El Duderino said: makingmusic476 said: El Duderino said: makingmusic476 said: El Duderino said: when most states joined the union they had no idea that they couldn´t ever get out of it anymore... |
Actually, they legally should've been able to get it out of it. | I know... thats one major reason why they were so pissed of... and I do feel sympathy for those who wanted to be independent but I have to go with Lincoln on that one "A house divided against itself cannot stand." With the nation growing so fast at that point a war would have become inevitable and it was a good thing he decided to fight before things got even more complicated... though it is sad so many people had to lose their lives fighting for freedom on both sides... | He could've just said Goodbye when we tried to leave instead of forcing a war that resulted in over 620,000 deaths. |
That just wouldn´t have worked... had he sayed goodbye then new states founded in the west could have also become slave states... Lincoln offered the south that they could keep slavery (at least for a while) but no new states where alowed to have it... the south didn´t want that though... it was a fight over principles, eather all men are created equal or not... if that principle is not worht fighting for I don´t know what is... |
Not quite. Lincoln was far from a believer in equality of the races.

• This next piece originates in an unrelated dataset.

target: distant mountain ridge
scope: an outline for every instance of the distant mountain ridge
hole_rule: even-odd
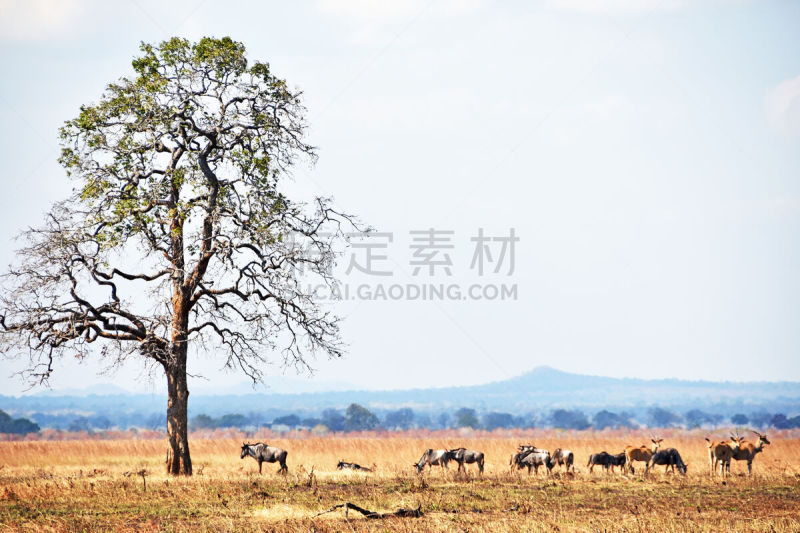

And Lincoln said he was willing to sign an amendment being worked on by Congress that would enshrine slavery in the constitution of the US (ironically the 13th amendment). Slavery would've been made PERMANENT in the US via this amendment, yet the deep Southern states still seceded.
The deep south states seceded more so over issues of economics than slavery, the primary issue being tarrifs (and they way that the funds collected via these tariffs were used). Fighting almost erupted over the Tariff of Abominations in 1828, and it was obvious that conflict would arise over the Morrill Tariff of 1860, a tariff with rates even higher than those in 1828.
Despite this tariff, the states of the upper south still did not feel compelled to secede like the lower southern states. It wasn't until Lincoln refused to abandon Fort Sumter and began organizing military forces to take back the deep south that states like Virginia had had enough. Infringing upon a state's right to secede was the last straw, and they thus joined their brethren via secession.
The war was a matter of economics (particularly tariffs) and states rights (the right to secede from the federal government, and the right to nullify any law a state deemed unconstitutional, much like the issues surrounding the tariff controversies of 1832).
Slavery was well on it's way out by the 18th century. Virginia had been holding abolitionist talks in the State congress as early as 1853, and the US was one of the last major regions that still allowed slavery (England, France, and Spain had banned slavery years before hand). To say that slavery would have survived in the CSA for very long is untrue.